Blogger Theresa Brown, RN’s post for the NY Times, Violence on the Oncology Ward struck a chord within me. My own experiences with violence directed at nurses started while I was a nursing student during a clinical rotation over 20 years ago. Standing in the courtyard of a large urban hospital under a bright noonday sun, someone grabbed me from behind by the hair while screaming obscenities in my ear. My head was jerked backwards against my shoulder so violently that the only thing I could see was a classmate and a passerby running towards me to fend off the attacker. After the two rescuers pried the fingers that were beyond my grasp loose from my hair, I saw that the attacker was a diminutive woman dressed in filthy rags. I stood stunned as she walked down the sun-drenched sidewalk, still shouting obscenities. When I reported the incident to my clinical instructor, expecting her to warn the rest of our class to be careful, she told me disinterestedly that “It was just a crazy person, it doesn’t count.” I realized that both the “crazy woman” and myself had been dismissed.
Years later, in another hospital, a patient came to his appointment with a butcher knife in his back pocket. That hospital has a no tolerance policy for weapons of any kind, and security was quick to take the knife surrendered voluntarily by the patient so he could receive care. After security left, the patient looked coolly into my eyes and said “I don’t know why you’re worried about the knife, I could beat you to death with my crutch if I wanted to.” The security officer returned, and the patient was escorted off campus.
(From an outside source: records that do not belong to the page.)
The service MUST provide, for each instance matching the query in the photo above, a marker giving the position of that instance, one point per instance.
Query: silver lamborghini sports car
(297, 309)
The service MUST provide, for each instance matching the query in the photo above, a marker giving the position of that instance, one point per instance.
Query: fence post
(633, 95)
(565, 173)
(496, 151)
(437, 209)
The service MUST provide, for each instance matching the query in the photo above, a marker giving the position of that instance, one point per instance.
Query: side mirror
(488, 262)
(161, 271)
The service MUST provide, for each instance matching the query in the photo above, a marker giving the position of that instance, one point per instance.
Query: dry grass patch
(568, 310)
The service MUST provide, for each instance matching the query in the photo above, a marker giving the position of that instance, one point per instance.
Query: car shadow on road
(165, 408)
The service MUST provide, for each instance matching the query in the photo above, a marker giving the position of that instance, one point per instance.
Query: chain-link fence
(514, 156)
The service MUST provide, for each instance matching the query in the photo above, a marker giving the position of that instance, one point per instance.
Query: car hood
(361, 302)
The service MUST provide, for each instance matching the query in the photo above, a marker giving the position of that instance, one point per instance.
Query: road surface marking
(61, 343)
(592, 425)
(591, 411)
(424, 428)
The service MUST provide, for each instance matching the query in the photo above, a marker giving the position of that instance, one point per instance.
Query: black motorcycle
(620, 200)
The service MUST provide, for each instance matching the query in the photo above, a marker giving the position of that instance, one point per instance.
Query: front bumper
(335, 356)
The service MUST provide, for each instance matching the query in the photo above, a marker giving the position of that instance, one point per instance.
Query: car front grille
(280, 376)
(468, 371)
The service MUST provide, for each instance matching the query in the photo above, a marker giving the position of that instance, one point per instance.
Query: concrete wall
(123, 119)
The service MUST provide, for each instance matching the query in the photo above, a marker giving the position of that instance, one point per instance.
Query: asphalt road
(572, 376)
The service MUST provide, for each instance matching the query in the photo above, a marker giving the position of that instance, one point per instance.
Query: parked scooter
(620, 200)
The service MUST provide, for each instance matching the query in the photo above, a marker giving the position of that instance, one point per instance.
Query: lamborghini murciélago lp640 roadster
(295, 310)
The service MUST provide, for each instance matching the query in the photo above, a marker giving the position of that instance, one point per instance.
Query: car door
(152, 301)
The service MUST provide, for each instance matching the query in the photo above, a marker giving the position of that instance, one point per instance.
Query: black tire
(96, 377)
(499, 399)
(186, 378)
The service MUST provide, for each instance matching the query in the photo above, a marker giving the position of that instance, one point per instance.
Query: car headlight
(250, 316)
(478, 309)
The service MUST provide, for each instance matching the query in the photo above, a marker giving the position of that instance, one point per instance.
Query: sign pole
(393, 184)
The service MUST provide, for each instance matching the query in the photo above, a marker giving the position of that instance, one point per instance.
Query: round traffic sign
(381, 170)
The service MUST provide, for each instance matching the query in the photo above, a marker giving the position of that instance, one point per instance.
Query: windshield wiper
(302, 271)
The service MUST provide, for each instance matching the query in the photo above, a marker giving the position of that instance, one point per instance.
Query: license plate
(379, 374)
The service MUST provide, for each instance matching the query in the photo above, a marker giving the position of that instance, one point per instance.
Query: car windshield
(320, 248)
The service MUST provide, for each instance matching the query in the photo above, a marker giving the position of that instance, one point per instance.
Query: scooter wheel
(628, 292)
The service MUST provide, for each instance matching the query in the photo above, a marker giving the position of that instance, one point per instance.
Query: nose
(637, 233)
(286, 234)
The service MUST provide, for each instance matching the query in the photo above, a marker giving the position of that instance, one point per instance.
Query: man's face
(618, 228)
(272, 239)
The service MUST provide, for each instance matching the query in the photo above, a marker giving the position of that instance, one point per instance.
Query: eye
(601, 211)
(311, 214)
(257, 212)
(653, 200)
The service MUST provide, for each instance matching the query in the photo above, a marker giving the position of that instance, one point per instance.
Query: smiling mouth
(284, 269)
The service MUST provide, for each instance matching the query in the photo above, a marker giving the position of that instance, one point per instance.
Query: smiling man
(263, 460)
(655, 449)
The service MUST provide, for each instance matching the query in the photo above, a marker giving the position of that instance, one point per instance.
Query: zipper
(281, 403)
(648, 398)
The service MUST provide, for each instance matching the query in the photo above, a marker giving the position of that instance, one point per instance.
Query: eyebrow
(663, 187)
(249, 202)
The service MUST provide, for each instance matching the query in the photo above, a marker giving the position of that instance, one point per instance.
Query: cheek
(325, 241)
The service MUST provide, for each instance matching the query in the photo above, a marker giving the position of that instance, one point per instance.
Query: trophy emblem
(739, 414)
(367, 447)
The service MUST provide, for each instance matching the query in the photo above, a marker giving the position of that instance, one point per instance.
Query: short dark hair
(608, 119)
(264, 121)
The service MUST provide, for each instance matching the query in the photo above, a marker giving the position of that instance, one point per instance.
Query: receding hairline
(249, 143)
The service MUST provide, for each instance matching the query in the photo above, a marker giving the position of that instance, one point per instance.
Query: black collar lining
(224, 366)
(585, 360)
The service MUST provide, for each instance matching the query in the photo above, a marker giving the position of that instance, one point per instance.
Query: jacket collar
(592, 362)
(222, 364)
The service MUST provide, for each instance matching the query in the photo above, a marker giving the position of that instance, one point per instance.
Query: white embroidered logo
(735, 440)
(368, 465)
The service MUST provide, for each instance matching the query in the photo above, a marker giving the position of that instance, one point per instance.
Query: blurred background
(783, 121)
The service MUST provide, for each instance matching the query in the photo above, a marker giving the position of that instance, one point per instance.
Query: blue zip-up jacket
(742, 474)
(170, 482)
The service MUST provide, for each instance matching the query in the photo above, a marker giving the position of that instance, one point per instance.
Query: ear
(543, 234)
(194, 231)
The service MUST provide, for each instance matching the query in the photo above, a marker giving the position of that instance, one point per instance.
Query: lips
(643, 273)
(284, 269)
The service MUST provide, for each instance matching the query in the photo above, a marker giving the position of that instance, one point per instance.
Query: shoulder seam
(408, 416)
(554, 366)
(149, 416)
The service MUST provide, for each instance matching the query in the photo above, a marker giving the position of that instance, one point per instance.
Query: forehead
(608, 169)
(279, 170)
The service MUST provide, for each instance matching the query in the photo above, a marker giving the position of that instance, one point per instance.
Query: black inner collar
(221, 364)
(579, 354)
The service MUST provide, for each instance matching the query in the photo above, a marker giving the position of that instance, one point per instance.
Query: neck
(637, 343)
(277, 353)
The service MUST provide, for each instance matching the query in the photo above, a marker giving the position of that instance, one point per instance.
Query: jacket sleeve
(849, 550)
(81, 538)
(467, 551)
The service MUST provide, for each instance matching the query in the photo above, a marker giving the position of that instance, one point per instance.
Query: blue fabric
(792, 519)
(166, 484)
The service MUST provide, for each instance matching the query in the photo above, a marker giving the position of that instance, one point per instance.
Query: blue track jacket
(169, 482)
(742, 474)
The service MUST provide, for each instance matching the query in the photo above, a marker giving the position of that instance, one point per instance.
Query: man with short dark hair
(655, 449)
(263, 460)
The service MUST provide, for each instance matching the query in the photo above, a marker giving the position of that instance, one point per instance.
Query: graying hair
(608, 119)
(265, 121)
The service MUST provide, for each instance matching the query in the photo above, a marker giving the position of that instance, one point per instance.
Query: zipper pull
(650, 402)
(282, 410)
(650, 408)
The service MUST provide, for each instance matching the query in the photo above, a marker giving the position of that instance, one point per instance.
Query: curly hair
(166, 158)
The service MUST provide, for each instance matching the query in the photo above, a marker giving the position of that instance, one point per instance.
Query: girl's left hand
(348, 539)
He took himself to the emergency department, and told his story to a nurse there. This nurse called my department. Listening to the story, he commented “That’s bizarre,” after every statement I made. I finally asked him “What’s bizarre?” and he said, “That you feel he threatened you, after security took the knife.” No longer a student nurse, I asserted myself: “He did threaten me.” The ER nurse said, “I find it bizarre. That kind of thing happens all the time over here.”
“What’s bizarre,” I told him, “is that you accept it happens.”
Studies of workplace violence suggest that accepting inappropriate behavior in the health care environment creates a setting conducive to more serious forms of violence. Verbal or physical threats, and carrying any weapon or item that can be used to cause death or serious physical injury are only two examples of inappropriate behavior.
I wonder if a sense of duty to the patient blurs what is acceptable behavior for some nurses? Despite his threatening behavior, I arranged another method of care for my patient with the knife, because he needed treatment.
I don’t know if enacting legislation mandating tougher penalties for workplace violence committed against nurses is the answer. It seems to me that everyone needs protection from violence. What I do know is that violence towards nurses is still accepted by many in the profession as an inevitable part of our job description, and I strongly disagree.